Expect big changes, including strengthening the connection with innovation businesses, once the Greater Boston Chamber of Commerce finds a new leader, said the head of the search committee looking for a replacement for retiring President Paul Guzzi.
"We're not going to be able to find another Paul Guzzi," said Chamber Chairman John Fish, the CEO of Suffolk Construction. "What we need is to find someone different from Paul that represents where the puck is going in our community, not where it is today."
Fish said the innovation economy is one of the Chamber's priorities for the years ahead, though he stopped short of promising the organization's next president — who would instantly become a major player among the city's power brokers — will come from that sector.

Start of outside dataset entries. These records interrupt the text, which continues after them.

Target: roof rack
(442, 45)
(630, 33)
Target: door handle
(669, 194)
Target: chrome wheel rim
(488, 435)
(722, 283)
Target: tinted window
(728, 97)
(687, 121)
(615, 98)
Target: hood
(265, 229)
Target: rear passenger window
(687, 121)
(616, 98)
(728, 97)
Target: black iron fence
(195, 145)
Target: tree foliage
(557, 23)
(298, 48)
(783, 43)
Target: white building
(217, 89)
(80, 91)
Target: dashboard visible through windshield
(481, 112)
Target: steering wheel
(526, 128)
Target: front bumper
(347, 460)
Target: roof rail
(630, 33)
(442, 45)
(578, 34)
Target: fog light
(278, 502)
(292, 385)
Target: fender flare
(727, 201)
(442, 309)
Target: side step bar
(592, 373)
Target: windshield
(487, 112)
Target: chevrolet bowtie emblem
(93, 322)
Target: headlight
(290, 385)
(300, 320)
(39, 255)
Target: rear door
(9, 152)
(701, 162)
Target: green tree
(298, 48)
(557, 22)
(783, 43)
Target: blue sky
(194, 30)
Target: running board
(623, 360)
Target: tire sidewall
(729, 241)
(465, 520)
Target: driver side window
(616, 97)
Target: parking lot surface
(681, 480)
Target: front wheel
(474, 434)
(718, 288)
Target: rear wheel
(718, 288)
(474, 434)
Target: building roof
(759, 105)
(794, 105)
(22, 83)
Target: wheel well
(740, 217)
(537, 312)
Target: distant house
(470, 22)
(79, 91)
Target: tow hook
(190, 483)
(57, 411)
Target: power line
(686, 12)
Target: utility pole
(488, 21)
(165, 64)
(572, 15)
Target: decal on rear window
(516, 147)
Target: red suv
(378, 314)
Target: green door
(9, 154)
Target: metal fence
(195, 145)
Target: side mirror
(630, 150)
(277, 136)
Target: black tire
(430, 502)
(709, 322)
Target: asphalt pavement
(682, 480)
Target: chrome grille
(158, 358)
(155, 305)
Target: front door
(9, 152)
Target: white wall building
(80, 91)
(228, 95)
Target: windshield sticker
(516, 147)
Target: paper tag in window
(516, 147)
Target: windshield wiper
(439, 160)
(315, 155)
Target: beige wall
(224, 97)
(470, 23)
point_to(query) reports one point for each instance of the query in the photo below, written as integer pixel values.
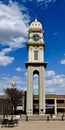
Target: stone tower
(35, 65)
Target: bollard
(26, 118)
(47, 118)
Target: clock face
(36, 37)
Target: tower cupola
(35, 26)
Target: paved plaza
(38, 125)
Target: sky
(15, 19)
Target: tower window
(35, 55)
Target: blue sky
(15, 18)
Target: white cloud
(13, 25)
(63, 61)
(50, 73)
(18, 69)
(4, 59)
(46, 2)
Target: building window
(35, 55)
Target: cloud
(4, 59)
(50, 73)
(63, 62)
(46, 2)
(13, 25)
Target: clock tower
(35, 65)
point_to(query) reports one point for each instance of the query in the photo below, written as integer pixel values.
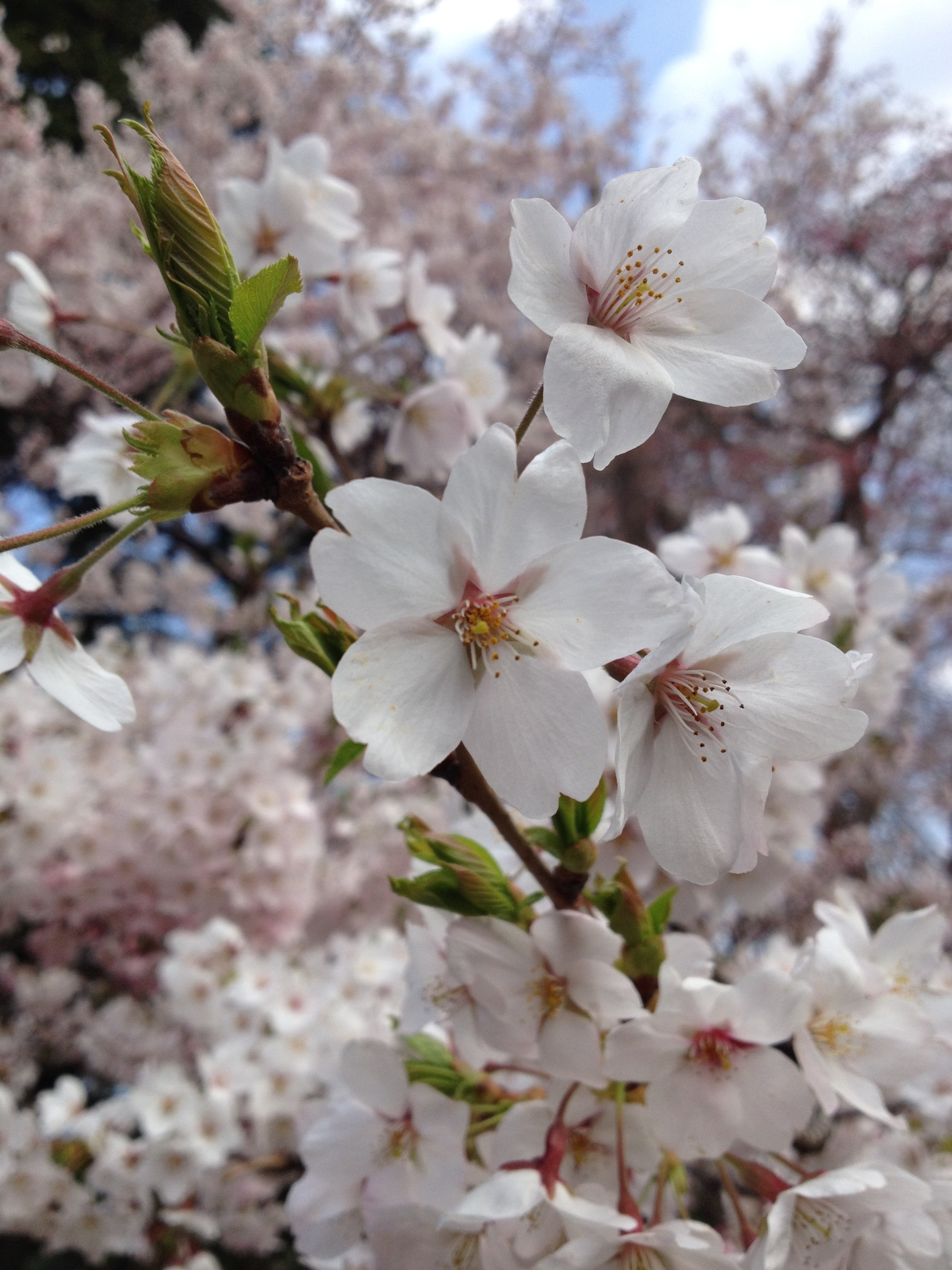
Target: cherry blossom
(546, 995)
(669, 1246)
(652, 294)
(706, 1055)
(295, 209)
(429, 305)
(856, 1039)
(388, 1143)
(691, 765)
(714, 543)
(819, 1221)
(480, 614)
(55, 658)
(373, 280)
(436, 425)
(99, 460)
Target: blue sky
(696, 54)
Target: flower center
(644, 277)
(715, 1048)
(484, 623)
(694, 699)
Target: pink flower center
(694, 700)
(715, 1048)
(485, 624)
(644, 277)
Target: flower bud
(193, 468)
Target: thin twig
(71, 526)
(13, 338)
(531, 412)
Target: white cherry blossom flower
(474, 360)
(824, 567)
(388, 1143)
(99, 461)
(31, 307)
(286, 213)
(714, 543)
(855, 1040)
(55, 658)
(667, 1246)
(817, 1223)
(652, 294)
(374, 280)
(702, 717)
(436, 425)
(546, 995)
(706, 1055)
(429, 305)
(480, 614)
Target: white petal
(537, 732)
(695, 1112)
(776, 1100)
(375, 1074)
(398, 563)
(18, 574)
(639, 209)
(740, 609)
(567, 938)
(504, 1196)
(593, 601)
(723, 244)
(635, 754)
(569, 1048)
(720, 346)
(79, 683)
(793, 689)
(639, 1051)
(770, 1006)
(601, 393)
(542, 284)
(587, 1211)
(692, 813)
(511, 523)
(407, 691)
(31, 274)
(605, 994)
(12, 648)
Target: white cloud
(914, 37)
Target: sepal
(319, 637)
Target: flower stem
(13, 338)
(462, 773)
(71, 576)
(71, 526)
(747, 1232)
(531, 412)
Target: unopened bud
(192, 468)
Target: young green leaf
(344, 755)
(258, 299)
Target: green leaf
(258, 299)
(429, 1051)
(660, 910)
(437, 889)
(344, 755)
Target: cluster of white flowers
(196, 1151)
(535, 1113)
(565, 1074)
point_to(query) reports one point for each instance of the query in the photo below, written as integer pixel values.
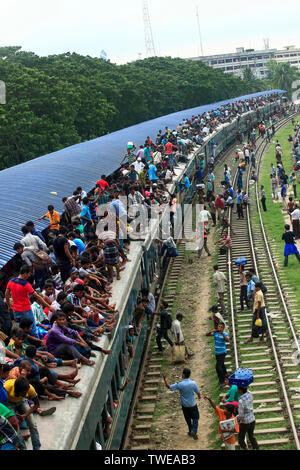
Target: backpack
(169, 321)
(42, 260)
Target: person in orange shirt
(224, 415)
(54, 218)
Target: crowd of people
(57, 288)
(236, 413)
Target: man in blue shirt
(152, 173)
(221, 338)
(187, 388)
(34, 231)
(186, 181)
(86, 218)
(239, 207)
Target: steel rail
(278, 366)
(260, 151)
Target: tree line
(60, 100)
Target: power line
(149, 42)
(199, 30)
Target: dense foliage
(60, 100)
(283, 76)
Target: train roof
(27, 189)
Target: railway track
(138, 436)
(276, 383)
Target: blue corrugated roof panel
(25, 189)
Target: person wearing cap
(188, 389)
(138, 165)
(258, 314)
(130, 339)
(70, 282)
(177, 334)
(224, 415)
(217, 317)
(221, 338)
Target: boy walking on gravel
(224, 415)
(220, 283)
(188, 389)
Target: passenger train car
(82, 424)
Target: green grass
(273, 219)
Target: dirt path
(170, 429)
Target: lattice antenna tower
(267, 43)
(149, 42)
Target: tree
(282, 75)
(64, 99)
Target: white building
(237, 61)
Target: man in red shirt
(169, 147)
(19, 289)
(104, 184)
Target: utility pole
(149, 42)
(199, 30)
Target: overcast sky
(88, 26)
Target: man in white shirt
(220, 285)
(295, 215)
(204, 216)
(32, 242)
(138, 165)
(177, 334)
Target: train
(83, 424)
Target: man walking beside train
(188, 389)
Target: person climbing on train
(290, 245)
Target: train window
(114, 388)
(106, 420)
(121, 363)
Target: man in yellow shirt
(18, 390)
(53, 227)
(259, 308)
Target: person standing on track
(164, 326)
(187, 388)
(295, 216)
(258, 314)
(243, 286)
(220, 285)
(239, 204)
(221, 338)
(200, 249)
(290, 246)
(263, 198)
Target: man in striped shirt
(221, 338)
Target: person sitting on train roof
(65, 342)
(54, 219)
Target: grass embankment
(274, 218)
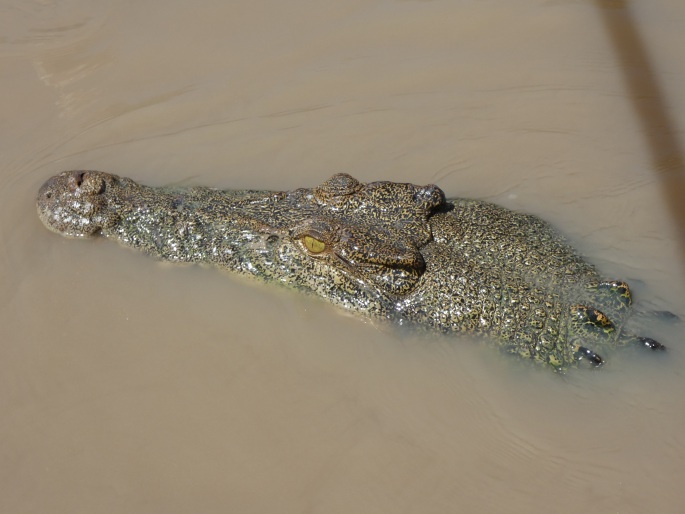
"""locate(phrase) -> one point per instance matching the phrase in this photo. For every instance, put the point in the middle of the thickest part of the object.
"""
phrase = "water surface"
(127, 385)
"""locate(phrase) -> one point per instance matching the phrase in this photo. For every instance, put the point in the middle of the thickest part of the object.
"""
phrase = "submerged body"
(387, 250)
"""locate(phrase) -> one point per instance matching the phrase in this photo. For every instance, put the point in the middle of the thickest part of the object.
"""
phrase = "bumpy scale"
(388, 250)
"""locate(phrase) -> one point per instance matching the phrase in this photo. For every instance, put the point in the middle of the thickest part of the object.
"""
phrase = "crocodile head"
(342, 239)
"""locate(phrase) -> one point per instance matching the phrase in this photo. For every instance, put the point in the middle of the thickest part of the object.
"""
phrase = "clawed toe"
(651, 344)
(586, 353)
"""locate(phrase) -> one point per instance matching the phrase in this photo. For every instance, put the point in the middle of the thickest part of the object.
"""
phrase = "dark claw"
(651, 343)
(594, 358)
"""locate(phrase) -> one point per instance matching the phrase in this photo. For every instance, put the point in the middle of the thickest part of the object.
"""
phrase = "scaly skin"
(386, 250)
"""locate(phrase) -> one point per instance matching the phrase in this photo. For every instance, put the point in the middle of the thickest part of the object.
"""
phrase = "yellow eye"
(313, 245)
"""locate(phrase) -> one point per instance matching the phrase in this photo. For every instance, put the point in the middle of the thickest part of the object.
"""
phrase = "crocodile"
(386, 250)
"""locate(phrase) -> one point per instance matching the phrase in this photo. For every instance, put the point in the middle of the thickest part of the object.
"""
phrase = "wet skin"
(387, 250)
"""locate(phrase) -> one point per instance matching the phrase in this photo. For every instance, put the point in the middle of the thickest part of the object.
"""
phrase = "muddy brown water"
(127, 385)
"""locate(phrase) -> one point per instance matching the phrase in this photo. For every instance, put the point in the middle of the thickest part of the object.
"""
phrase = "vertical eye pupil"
(313, 244)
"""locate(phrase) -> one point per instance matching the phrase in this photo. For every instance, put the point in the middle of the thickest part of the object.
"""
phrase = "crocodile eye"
(313, 245)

"I wouldn't specifically say that that's a prerequisite, but what I would say is it's a direction the Chamber's going and needs to go to be responsive to the constituency we represent and probably more importantly want to represent," said Fish.
Fish said he expects the search committee — which he and Hill Holliday CEO Karen Kaplan will co-chair — will pick a replacement by its annual meeting in May.
Guzzi, who is expected to stay on until then, told the Herald that infrastructure, innovation and talent retention are the key items the Chamber should push toward in the years ahead.
"I am optimistic about the future, the future of Greater Boston, the future of the Chamber, playing an even more prominent role going forward," Guzzi said yesterday.
The Chamber will back defeat of Question 1, which would repeal the Legislature-passed indexing of the gas tax to inflation, said Guzzi.
It should also work harder to retain young talent and create more college internships, as well as connect more innovation businesses to the Chamber and to other companies, said Guzzi.
He doesn't have anyone in mind to replace him, but added: "I think having some business experience would be very helpful, having knowledge in and about government I think is helpful and having a sense of this region and the state."
Guzzi, 72, is a former Newton state representative and served a single term as secretary of state in 1974.
He ran for U.S. Senate in 1978, but finished second in the five-way Democratic primary to eventual winner, then-Lowell Congressman Paul Tsongas.
He's been Chamber president since 1996.